Provider: Denbigh High School
Level of follow-up: Special measures
Removed: June 2023
Denbigh High School was inspected in November 2016. Because of shortcomings in leadership and teaching, pupils were not making enough progress, and the school required significant improvement. A monitoring visit 18 months later indicated that the school had not made sufficient improvement and it was placed in special measures.
Despite having a suitable post-inspection action plan and introducing a range of strategies designed to secure improvement, by the time of Estyn’s seventh monitoring visit in May 2022, the school had not made sufficient progress to be removed from follow-up. One of the factors restricting the school’s improvement was the fact that it had experienced several years of instability at senior leadership level.
When the current headteacher was appointed in September 2022, he prioritised establishing a culture of trust and collaboration. One of the most important aspects of his vision was that staff should work together on improvement strategies that were focused on pupil outcomes, rather than meeting any perceived requirements of Estyn monitoring teams. He recognised that inspectors are not looking for any specific type of strategy or approach, but instead are only interested in the impact that the school’s work has on pupils’ progress and well-being.
One of the key features of his approach was the introduction of the ‘Quality Enhancement’ process. This approach to self-evaluation and improvement planning used joint working between senior leaders, middle leaders and other staff – for example with book scrutiny and lesson observations – as its starting point. This helped teachers and leaders at all levels to come to a shared understanding of the specific strengths and areas for development of each subject area and individual teacher. Not only did this enable leaders to plan for improvement more precisely, the focus on ‘learning conversations’ rather than ‘top-down’ accountability helped to strengthen the developing culture of trust and collaboration.

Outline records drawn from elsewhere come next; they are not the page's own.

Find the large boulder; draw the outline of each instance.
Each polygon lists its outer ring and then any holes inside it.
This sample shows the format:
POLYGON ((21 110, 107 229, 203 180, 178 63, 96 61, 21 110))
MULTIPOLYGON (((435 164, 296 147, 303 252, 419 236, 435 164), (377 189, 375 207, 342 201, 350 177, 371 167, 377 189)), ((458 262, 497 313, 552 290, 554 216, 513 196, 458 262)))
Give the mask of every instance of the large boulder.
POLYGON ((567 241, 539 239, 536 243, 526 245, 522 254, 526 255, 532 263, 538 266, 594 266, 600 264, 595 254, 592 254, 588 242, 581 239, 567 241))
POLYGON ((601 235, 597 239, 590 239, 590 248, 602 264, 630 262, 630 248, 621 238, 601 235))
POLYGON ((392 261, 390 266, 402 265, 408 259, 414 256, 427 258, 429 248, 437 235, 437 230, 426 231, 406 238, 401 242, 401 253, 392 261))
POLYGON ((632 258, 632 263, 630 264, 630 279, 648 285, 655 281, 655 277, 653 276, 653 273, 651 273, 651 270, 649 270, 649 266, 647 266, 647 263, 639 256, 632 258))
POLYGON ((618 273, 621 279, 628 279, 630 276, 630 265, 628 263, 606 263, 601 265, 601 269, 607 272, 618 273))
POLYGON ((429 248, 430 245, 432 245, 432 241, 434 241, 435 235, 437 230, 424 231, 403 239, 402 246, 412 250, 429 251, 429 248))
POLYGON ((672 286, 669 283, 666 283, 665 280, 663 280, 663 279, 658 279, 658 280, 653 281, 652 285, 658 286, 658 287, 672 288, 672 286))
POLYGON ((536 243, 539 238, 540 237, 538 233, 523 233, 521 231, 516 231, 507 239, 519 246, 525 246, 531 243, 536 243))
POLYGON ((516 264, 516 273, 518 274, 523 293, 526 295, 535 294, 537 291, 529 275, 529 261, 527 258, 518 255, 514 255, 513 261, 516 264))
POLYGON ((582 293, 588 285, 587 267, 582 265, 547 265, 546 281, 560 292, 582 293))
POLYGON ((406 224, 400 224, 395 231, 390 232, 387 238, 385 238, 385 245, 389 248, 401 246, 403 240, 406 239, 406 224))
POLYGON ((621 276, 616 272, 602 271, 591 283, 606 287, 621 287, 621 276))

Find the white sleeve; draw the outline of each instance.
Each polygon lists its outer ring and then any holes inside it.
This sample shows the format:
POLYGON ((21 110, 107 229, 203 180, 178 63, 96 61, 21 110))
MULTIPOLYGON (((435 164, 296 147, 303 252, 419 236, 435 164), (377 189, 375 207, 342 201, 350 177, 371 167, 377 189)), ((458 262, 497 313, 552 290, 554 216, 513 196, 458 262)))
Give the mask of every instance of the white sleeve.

Senior leadership roles were refined and realigned in order to match the school’s improvement priorities more closely and also to make best use of individual leaders’ skills and experience. Pastoral leadership was reorganised to help these leaders take a more coordinated and collaborative approach to supporting and improving pupil well-being. To address the recommendation regarding provision for the development of pupils’ skills, leaders began to take a more strategic and focused approach. This meant that individual subject areas concentrated on specific, designated skills areas, for example developing pupils’ ability to summarise information from a range of texts. This helped to increase the impact of this aspect of the school’s work.
These strengthened approaches increased the pace of improvement. In the monitoring visits that took place in 2022-2023, inspectors noted that teaching was increasingly challenging and engaging and was helping pupils to make better progress. As a result, the school was removed from special measures in June 2023.